One-Dimensional Random Walk

In a one-dimensional random walk, an object starts at a fixed position (usually the origin, \( x = 0 \)). At each time step, it takes a step of fixed size (often taken as 1 unit) in either the positive or negative direction. The step direction is determined randomly, with equal probability for each direction.

Mathematically, at each time step \( t \), the position \( X(t) \) can be expressed as:

\[ X(t) = X(t-1) + S(t) \]

where \( S(t) \) is a random variable that takes the value +1 or -1 with equal probability (i.e., \( P(S(t) = +1) = 0.5 \) and \( P(S(t) = -1) = 0.5 \)).

Number of Walks:

In this simulation, \( N = 10,000 \) random walks are generated.
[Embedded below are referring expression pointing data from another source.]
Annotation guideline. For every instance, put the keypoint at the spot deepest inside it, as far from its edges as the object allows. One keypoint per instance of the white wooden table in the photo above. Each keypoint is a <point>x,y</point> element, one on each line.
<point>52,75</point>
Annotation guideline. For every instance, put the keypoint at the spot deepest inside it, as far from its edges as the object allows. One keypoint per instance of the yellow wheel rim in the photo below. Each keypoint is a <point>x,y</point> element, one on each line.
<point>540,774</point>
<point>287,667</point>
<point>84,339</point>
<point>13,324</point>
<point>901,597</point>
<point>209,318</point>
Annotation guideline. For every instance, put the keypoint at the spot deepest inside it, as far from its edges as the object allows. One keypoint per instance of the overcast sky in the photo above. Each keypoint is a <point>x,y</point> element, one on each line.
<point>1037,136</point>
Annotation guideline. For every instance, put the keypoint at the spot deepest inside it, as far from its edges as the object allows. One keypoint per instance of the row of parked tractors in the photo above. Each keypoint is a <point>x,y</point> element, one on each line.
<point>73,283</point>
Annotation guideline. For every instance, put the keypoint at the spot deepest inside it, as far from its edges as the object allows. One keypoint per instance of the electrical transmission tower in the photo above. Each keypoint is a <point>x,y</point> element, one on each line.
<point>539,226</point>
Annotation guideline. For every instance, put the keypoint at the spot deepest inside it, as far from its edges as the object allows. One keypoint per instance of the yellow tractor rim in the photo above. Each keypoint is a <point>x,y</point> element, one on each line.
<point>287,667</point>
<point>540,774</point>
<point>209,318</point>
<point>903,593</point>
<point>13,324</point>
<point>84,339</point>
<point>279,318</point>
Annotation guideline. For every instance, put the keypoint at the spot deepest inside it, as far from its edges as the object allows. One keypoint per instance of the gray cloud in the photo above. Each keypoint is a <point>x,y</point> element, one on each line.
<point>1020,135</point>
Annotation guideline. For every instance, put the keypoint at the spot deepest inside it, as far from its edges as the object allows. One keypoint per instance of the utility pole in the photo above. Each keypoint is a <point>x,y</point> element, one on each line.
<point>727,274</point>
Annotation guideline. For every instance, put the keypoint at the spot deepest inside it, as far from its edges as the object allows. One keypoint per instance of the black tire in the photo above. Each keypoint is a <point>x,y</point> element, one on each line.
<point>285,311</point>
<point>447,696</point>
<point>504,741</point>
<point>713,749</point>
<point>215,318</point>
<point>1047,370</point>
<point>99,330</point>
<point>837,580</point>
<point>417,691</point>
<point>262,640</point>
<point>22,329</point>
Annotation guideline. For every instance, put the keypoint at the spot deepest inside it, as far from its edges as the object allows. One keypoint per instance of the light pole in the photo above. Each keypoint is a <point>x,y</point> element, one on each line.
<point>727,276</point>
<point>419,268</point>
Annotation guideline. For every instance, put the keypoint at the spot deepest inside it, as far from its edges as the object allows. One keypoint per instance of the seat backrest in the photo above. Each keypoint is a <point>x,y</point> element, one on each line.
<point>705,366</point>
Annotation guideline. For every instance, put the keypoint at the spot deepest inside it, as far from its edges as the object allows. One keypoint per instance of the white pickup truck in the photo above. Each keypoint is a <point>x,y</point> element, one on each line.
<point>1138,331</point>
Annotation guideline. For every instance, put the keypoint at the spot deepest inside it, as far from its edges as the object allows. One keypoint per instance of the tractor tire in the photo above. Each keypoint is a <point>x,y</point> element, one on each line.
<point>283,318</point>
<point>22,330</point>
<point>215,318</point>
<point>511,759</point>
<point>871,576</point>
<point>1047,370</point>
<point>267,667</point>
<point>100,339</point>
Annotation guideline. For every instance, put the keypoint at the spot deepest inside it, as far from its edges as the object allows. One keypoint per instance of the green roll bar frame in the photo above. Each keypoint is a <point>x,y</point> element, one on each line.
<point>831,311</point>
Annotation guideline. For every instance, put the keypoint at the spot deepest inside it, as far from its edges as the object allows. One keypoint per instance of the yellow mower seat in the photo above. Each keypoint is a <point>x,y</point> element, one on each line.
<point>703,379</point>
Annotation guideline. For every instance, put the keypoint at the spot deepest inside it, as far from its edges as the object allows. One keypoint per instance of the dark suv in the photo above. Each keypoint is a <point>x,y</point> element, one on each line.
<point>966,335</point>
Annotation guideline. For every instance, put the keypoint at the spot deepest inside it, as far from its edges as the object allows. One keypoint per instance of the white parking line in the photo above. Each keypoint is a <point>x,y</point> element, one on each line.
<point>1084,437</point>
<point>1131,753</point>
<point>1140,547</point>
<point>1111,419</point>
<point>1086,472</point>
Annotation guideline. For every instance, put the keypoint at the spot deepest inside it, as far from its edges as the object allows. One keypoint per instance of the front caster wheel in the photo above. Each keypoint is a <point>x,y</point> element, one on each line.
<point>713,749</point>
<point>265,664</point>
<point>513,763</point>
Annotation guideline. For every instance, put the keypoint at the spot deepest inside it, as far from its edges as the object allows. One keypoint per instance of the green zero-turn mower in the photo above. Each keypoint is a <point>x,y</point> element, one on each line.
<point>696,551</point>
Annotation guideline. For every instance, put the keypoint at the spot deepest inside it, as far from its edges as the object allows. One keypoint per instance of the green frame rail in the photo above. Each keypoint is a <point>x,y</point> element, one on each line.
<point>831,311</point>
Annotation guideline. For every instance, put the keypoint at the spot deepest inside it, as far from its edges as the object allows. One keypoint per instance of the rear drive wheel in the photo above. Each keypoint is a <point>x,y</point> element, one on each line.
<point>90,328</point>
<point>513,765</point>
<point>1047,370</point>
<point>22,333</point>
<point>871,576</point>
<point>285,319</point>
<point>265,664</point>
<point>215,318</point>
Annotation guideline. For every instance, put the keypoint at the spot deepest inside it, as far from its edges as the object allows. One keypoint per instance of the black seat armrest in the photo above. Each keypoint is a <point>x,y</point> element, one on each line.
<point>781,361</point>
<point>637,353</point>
Each random walk consists of \( T = 1,000 \) time steps, which allows for a large dataset to analyze the properties of the random walk statistically.

Cumulative Position Calculation:

The cumulative position of the walker after each step can be computed using the cumulative sum of the steps taken. This gives a time series of positions for each random walk.

Root Mean Square (RMS) of Positions

The root mean square (RMS) is a statistical measure used to quantify the magnitude of a varying quantity. It provides an average value that takes into account the variability of the data.

For a set of values \( x_1, x_2, \ldots, x_T \), the RMS is calculated as:

\[ R_{\text{rms}} = \sqrt{\frac{1}{T} \sum_{i=1}^{T} x_i^2} \]